My fantasy contract-drafting AI would present the user with a broad decision tree for a given transaction and offer them whatever guidance they might need. You can’t be bothered to think through what you want a new transaction to look like? Then go do something else.

But my contract-drafting AI wouldn’t indulge the user in copy-and-pasting the dysfunction of mainstream contract drafting. Instead, after determining what decision tree applies, the user would be speedily presented with text reflecting those choices. What they’re given would be clear, concise, and relevant.

What, you think my contract-drafting AI looks very much like contract automation? (Contract automation is what I’ve been doing at Adams Contracts.) If all you have is the hammer that is AI, everything looks like a nail, but different problems require different solutions. I’m confident it would be a straightforward matter to come up with a hybrid AI–contract-automation solution.

Making Contracts Better

How AI is applied to contracts depends largely on what motivates those calling the shots. If it’s the C-suite, the administrators (to use Ferguson’s terms), the path to quickest returns would probably be to turbocharge the current contracts process, focus on lopping heads, and limit those that remain to checking the AI’s output.

I hope that instead, we take the opportunity to make contracts better.

About the author

Ken Adams is the leading authority on how to say clearly whatever you want to say in a contract. He’s author of A Manual of Style for Contract Drafting, and he offers online and in-person training around the world. He’s also head of Adams Contracts, a division of LegalSifter that is developing highly customizable contract templates.

2 thoughts on “Does Contract-Drafting AI Present the Same Risks As Medical AI?”

  1. I’m glad I’m nearer the end of my career than the beginning, because I really don’t have to worry that much about AI. Right now, I view it as a first-year associate that sounds smart but probably had someone else take exams for him throughout law school. The instances where a lawyer used AI to write a brief, and then the AI just made up cases or misrepresented what the cases said, bear me out. If you use AI, you then have to check over everything that AI produces. Does that really save me work? Garbage in, garbage out is a big problem. Just as lawyers currently cut-and-paste from poorly written contracts, AI is going to scour online databases of those same contracts, and then use that to generate contracts. But it produces garbage much faster, so I suppose it’s progress. As a transactional lawyer with many years of experience under my belt, I already have a document library of templates that I use often, so AI presents me with no real benefit there. Sometimes I need to make a revision, or add something based on a client’s particular need, but that doesn’t present any real challenge to me. Occasionally I have to generate a bespoke contract when I can’t find a decent template, but even then, half the contract will be boilerplate that I can pull from my existing library. Also, I like being able to use my mind, to think through situations and contingencies. AI may do it faster, but where’s the fun in that? And then we have to think about how we price things when we let AI handle drafting, or review, or research.

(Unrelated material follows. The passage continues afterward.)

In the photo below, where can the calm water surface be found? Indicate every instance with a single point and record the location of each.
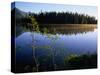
(66, 44)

We can’t charge based on the billable hour, if AI can do it in 5 seconds. So lawyers using AI are going to have to start charging based on “what is this worth?” I already do that for many standard documents and agreements that I use regularly. It may only take me 5 minutes to customize that standard template for a particular client, and I’m not going to bill 5 minutes times my hourly rate, when the contract itself is worth much more to the client.